Durch diese Erzählungen seiner Mutter wird das Interesse Bernards an seiner Vergangenheit und der Vergangenheit seiner Eltern neu geweckt. In der Küche findet er eine Kiste mit alten Fotos, er besucht Bibliotheken, Friedhöfe, beginnt zu forschen und nachzufragen …

“Wo ich doch meine Kindheit, in die ich jetzt zu meiner Überraschung zurückkehrte, unbewusst auf Abstand gehalten hatte – die Vergangenheit erneut zu durchleben hatte ich nicht das geringste Bedürfnis, auch wenn ich mich jetzt hartnäckig bemühte, sie zu vergegenwärtigen, um sie zu verstehen zu versuchen.”

Die Reise in die Vergangenheit endet mit einem Besuch in Auschwitz, wo Bernard endlich herausfinden kann, was mit seinem Vater Yankel passiert ist.

Robert Bober hat ein ruhiges, ein unaufgeregtes, beinahe nüchternes Buch geschrieben. Trotzdessen hat mich diese kleine Familiengeschichte gepackt und lange nicht mehr loslassen können. In einem Interview habe ich von Robert Bober die Aussage “Ich verweigere, was man Pathos nennt” gelesen und dies trifft auch auf diesen kleinen Roman zu – aber grade aufgrund dieser nüchternen und unaufgeregten Sprache hat Robert Bober bei mir eine große Wirkung erzielen können.

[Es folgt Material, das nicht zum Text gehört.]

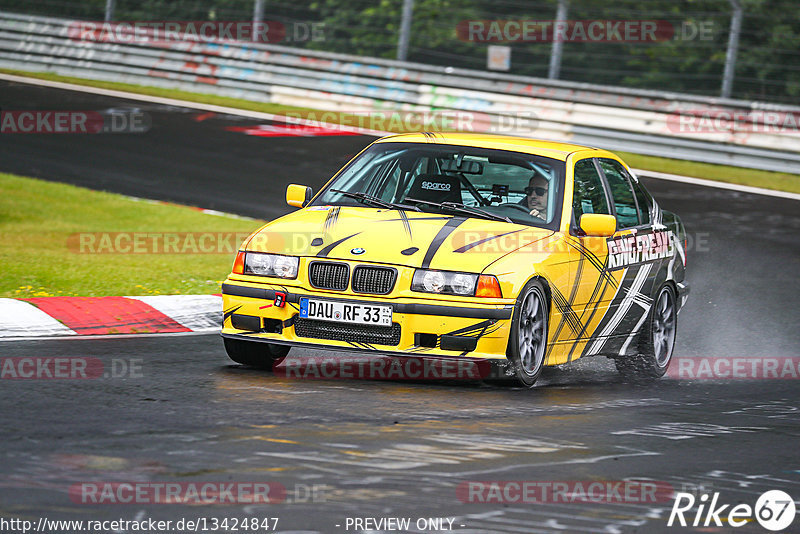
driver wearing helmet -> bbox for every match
[521,174,550,220]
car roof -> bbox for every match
[376,132,608,161]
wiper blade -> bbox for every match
[405,197,514,223]
[331,189,419,211]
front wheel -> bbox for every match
[222,337,289,371]
[506,280,549,387]
[615,284,678,380]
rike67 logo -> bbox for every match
[667,490,795,532]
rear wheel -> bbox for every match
[222,337,289,371]
[616,284,678,380]
[507,280,549,387]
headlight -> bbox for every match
[411,269,478,296]
[244,252,300,278]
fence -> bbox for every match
[0,12,800,173]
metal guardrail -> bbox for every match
[0,12,800,173]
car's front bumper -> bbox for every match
[222,280,513,359]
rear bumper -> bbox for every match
[222,282,513,359]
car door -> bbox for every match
[565,158,617,348]
[588,158,664,354]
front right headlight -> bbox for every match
[243,252,300,279]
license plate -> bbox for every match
[300,298,392,326]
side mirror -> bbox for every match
[580,213,617,237]
[286,184,314,208]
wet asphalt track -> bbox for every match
[0,83,800,532]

Eine wirklich schöne, kleine Familiengeschichte, die ich nur weiter empfehlen kann. Ach übrigens: sie ist auch wunderschön gestaltet.

6 Comments

  • Reply
    Konstantin [derschoeneblog.de]
    November 25, 2011 at 11:48 am

    Vielen Dank für diese Rezension. Nach nunmehr drei Büchern aus dem Kunstmann Verlag, habe ich bereits begonnen das Sortiment zu durchstöbern – aber dieses Buch ist doch in der Tat an mir vorbeigegangen und trifft dabei offenbar genau mein Geschmack. Ich habe es umgehend auf meine Liste gesetzt.

  • Reply
    maragiese
    November 25, 2011 at 1:13 pm

    Hallo Konstantin,

    ich bin schon sehr gespannt darauf zu hören, wie es dir gefallen wird! Meinem Geschmack hat es zumindest genau treffen können.
    Durch Robert Bober habe ich – leider erst jetzt – diesen tollen Verlag entdeckt und durchstöbere heute auch schon eine ganze Weile das Sortiment und mein Wunschzettel wird länger und länger.

  • Reply
    caterina
    November 25, 2011 at 9:46 pm

    Die Geschichte klingt, als würde sie mir gefallen. Um Familiengeschichten vor dem Hintergrund des Holocaust komme ich ohnehin nicht herum. So wird es früher oder später auch mit diesem Buch sein. Aber was mich speziell an diesem noch viel mehr reizt, ist der wunderbare wunderbare Titel! So viel Schönheit und Wahrheit in einem Satz.

  • Reply
    Petra Gust-Kazakos
    November 26, 2011 at 8:10 am

    Klingt sehr gut! Danke für die Empfehlung.

  • Reply
    maragiese
    November 26, 2011 at 11:28 am

    Hallo caterina und Petra,

    danke für eure lieben Kommentar und ich freue mich sehr, dass ich mit meiner Rezension euer Interesse an dem Roman wecken konnte! Ich bin schon gespannt wie ein Flitzebogen, ob er euch so gut gefällt, wie mir … 🙂

    Der Titel ist wirklich fantastisch und ist mir auch gleich ins Auge gesprungen … darüber hinaus ist er auch noch so sehr auf den Inhalt des Buches zu übertragen. Im Einband steht übrigens, dass er aus einem Gedicht von Pierre Reverdy stammt …

    • Reply
      caterina
      November 26, 2011 at 1:09 pm

      Oh, Dankeschön für den Hinweis. Das ganze Gedicht habe ich leider nicht ausfindig machen können, nicht einmal auf Französisch, immer wieder nur das Fragment «On ne peut plus dormir / tranquille quand on a / une fois ouvert les yeux». Vielleicht ist es tatsächlich nur ein Satz, er kann ja wunderbar allein stehen.